Libres pensées...
Un sans-abri découvre, dans une grotte en Suisse, un éléphant nain rose et luminescent. Il se prend rapidement d'affection pour l'animal, et décide de le protéger. Car il s'avère rapidement que des inconnus sont sur ses traces. Ces inconnus sont en réalité des scientifiques, un en particulier, le docteur Roux, qui, fort d'hypothèses sur la manipulation génétique, a mené une expérience d'insémination artificielle d'un embryon génétiquement modifié sur une éléphante, dans l'espoir d'obtenir ainsi une reconnaissance professionnelle internationale. C'était sans compter sur Kaung, un Birman persuadé que le petit éléphant rose est sacré, et qu'il ne doit pas tomber entre les mains de Roux.
Elephant est un drôle de livre, comme le laisse entendre son synopsis.

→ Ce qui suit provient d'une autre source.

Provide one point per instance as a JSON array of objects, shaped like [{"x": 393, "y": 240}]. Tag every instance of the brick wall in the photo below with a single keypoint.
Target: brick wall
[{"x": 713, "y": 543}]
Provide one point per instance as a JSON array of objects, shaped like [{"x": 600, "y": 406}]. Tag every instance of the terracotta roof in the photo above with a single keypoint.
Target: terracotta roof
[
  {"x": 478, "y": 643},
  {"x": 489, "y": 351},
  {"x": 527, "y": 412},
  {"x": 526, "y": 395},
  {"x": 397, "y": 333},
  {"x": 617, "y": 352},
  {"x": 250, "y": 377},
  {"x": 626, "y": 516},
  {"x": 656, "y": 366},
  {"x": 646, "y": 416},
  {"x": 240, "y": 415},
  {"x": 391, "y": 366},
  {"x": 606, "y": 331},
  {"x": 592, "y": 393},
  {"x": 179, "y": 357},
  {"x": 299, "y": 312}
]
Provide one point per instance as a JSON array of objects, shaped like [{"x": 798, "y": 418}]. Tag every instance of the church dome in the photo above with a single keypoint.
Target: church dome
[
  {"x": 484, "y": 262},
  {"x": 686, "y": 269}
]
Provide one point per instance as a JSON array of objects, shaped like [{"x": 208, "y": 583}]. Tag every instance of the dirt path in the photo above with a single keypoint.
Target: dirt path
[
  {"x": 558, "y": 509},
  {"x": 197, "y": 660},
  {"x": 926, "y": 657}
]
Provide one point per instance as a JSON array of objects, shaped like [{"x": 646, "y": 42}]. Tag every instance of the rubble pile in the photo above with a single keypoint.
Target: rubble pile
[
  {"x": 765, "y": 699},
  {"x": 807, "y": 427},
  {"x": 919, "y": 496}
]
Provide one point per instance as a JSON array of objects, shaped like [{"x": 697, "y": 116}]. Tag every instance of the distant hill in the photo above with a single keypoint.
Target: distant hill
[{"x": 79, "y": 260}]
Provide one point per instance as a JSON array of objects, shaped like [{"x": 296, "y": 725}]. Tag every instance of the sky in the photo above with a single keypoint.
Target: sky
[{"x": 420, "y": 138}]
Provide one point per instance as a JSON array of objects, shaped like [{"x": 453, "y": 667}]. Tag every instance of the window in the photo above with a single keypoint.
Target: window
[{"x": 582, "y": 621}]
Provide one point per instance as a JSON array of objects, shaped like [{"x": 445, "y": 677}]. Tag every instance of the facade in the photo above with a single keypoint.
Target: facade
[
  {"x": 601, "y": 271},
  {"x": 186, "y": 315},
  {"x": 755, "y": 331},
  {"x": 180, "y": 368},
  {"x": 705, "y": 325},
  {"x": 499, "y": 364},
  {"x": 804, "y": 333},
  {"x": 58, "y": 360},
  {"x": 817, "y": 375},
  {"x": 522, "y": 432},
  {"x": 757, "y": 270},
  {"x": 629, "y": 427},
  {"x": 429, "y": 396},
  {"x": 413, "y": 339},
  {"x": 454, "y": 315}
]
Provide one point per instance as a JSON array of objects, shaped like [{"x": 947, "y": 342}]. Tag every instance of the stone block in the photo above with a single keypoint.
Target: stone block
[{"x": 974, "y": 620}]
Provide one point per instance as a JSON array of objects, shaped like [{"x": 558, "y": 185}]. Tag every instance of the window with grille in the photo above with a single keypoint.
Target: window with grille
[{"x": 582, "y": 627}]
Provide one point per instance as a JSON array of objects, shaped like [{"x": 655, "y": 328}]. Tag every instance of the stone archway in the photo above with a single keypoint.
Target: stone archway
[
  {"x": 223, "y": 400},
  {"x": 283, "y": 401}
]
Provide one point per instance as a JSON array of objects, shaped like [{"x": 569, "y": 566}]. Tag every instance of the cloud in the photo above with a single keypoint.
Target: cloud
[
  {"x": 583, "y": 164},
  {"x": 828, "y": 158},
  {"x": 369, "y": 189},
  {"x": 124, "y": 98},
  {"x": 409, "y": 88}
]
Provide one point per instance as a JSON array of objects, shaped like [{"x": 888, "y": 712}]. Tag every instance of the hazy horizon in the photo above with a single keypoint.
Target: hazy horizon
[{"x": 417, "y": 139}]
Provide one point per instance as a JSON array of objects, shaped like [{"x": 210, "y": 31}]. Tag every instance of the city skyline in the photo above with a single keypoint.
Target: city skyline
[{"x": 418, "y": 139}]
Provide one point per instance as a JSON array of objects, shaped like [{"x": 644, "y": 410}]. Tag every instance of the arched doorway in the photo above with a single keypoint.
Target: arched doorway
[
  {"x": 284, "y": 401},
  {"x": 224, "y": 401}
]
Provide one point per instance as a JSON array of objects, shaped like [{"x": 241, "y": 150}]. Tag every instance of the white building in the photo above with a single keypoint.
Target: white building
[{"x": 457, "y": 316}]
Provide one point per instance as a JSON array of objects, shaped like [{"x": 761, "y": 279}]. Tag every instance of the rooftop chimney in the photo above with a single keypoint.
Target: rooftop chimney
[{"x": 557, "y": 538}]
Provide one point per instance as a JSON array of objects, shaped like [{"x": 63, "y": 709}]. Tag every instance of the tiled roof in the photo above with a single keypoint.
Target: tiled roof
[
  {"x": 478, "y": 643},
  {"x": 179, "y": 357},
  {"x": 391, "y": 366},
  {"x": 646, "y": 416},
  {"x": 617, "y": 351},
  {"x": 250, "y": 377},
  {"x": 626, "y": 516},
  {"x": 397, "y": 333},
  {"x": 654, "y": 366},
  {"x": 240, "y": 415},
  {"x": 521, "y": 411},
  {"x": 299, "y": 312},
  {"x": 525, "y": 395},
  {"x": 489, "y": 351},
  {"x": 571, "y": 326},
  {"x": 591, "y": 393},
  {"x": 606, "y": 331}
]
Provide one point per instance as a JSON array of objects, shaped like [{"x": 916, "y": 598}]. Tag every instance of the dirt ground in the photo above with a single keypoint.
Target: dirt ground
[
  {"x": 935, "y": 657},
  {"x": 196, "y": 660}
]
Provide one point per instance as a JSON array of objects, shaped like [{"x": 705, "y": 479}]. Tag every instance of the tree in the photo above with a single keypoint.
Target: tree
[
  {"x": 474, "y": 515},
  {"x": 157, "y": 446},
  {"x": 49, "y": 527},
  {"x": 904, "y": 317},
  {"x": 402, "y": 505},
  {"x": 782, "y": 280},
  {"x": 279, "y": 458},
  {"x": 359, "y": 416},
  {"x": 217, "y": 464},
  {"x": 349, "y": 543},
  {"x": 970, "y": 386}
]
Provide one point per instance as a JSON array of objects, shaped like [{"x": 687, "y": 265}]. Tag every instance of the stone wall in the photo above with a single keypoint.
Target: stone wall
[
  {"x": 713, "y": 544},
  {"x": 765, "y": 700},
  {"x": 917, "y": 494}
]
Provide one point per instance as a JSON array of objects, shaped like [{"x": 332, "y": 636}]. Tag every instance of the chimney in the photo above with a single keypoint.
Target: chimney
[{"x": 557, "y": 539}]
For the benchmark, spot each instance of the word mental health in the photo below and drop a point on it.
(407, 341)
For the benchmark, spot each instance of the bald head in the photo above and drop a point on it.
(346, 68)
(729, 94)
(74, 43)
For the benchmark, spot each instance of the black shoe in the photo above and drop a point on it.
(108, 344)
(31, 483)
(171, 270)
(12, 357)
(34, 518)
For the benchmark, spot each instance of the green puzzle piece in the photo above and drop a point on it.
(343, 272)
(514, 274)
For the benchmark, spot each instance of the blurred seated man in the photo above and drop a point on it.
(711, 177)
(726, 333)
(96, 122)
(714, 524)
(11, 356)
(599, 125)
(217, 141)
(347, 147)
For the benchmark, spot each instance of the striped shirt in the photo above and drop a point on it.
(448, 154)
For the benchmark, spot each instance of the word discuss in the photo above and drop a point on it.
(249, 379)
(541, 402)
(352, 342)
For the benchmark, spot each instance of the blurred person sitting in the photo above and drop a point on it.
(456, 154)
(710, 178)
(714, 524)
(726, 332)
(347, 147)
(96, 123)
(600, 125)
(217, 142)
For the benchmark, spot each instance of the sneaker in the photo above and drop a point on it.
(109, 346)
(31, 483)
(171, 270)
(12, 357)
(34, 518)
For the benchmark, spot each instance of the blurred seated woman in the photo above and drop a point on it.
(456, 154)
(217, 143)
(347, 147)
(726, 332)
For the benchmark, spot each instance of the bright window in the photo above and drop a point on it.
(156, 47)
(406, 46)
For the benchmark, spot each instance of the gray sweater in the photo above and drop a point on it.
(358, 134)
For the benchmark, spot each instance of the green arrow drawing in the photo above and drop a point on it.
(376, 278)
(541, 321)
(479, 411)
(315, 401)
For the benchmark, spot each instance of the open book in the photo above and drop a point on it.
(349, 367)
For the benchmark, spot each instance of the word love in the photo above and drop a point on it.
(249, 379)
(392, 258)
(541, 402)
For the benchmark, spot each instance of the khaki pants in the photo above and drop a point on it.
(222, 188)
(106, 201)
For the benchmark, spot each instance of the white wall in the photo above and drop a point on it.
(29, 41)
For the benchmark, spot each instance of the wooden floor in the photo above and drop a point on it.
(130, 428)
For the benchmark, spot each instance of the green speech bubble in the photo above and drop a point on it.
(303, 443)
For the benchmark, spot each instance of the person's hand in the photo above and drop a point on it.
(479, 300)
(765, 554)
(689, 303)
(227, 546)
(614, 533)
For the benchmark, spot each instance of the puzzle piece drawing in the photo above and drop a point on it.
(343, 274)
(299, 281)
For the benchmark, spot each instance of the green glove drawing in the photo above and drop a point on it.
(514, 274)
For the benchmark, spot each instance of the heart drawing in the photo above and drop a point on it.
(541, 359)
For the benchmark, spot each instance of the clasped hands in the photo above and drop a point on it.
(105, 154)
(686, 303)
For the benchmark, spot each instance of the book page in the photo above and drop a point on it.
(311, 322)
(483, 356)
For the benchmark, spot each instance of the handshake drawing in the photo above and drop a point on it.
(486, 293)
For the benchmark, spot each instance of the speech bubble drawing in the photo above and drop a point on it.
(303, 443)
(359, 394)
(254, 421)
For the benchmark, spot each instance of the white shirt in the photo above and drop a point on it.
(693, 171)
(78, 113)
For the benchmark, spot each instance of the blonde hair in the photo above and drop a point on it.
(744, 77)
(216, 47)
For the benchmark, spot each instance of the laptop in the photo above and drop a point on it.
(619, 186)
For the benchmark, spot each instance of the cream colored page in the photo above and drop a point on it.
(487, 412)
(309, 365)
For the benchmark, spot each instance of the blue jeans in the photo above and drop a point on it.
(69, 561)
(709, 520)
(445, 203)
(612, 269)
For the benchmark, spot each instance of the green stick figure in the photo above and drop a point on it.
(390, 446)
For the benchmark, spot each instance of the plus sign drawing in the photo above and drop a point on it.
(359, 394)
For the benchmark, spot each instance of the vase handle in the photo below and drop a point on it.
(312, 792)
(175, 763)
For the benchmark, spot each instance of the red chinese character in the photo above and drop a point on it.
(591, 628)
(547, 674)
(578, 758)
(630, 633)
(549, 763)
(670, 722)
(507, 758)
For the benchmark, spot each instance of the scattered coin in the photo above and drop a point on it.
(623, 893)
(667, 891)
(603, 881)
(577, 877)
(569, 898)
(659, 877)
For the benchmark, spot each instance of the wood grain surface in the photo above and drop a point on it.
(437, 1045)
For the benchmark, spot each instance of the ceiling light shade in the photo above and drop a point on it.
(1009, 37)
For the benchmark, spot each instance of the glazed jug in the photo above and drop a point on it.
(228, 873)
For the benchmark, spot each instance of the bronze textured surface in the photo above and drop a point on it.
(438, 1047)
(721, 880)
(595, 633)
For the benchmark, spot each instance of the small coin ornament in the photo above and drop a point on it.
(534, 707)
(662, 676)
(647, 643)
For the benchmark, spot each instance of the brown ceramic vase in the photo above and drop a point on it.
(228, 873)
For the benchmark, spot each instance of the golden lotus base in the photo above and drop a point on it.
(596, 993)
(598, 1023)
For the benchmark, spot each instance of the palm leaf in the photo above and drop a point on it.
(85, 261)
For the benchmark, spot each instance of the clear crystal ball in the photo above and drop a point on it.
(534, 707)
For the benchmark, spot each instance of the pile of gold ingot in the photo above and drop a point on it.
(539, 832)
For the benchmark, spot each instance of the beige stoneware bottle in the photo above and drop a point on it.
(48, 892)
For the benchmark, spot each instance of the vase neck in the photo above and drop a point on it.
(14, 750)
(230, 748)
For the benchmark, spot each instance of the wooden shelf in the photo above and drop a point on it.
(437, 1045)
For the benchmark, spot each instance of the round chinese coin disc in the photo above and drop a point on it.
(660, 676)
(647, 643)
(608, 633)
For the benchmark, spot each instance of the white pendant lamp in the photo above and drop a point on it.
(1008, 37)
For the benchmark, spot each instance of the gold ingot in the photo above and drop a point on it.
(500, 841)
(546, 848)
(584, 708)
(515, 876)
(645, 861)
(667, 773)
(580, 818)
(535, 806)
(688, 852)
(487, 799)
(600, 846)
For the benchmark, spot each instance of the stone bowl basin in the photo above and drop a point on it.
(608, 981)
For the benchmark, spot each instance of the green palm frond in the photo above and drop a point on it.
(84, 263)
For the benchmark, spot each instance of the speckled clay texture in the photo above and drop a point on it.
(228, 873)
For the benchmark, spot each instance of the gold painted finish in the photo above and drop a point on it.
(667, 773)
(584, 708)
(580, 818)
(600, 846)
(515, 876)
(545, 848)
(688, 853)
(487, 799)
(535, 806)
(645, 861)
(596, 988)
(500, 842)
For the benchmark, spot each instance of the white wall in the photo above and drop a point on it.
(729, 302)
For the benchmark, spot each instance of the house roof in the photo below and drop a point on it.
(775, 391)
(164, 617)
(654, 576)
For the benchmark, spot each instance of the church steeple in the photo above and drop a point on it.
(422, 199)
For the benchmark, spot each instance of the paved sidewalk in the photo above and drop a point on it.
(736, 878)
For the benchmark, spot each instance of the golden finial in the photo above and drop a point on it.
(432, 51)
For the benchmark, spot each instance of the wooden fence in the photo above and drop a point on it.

On ne demandait rien de spécial, et voilà que l'on se retrouve embarqué dans le monde merveilleux des modifications génétiques, de l'insémination animale, du cirque, et des méchants docteurs qui cherchent à tout prix à attirer l'attention.
On s'interroge inévitablement sur les symboles, les significations possibles à cet éléphant rose, spécifiquement choisi par l'auteur, et l'on peut penser en premier lieu, en effet, par Ganesha, la divinité hindoue, qui d'ailleurs permet au personnage de Kaung de prendre toute son envergure, et de mettre dans la balance l'importance des croyances, le respect du sacré, et au-delà, le respect de l'animal, qui est relativement malmené par les scientifiques occidentaux obsédés par la recherche scientifique, et surtout, à travers elle, le rayonnement et la reconnaissance qu'ils obtiendront à titre personnel. De ce fait, ils apparaissent (et Roux en particulier) pour le lecteur comme des enfants capricieux en mal d'attention, auxquels on aurait donné des outils et un pouvoir qui les dépassent, et qu'ils ne savent pas utiliser à bon escient.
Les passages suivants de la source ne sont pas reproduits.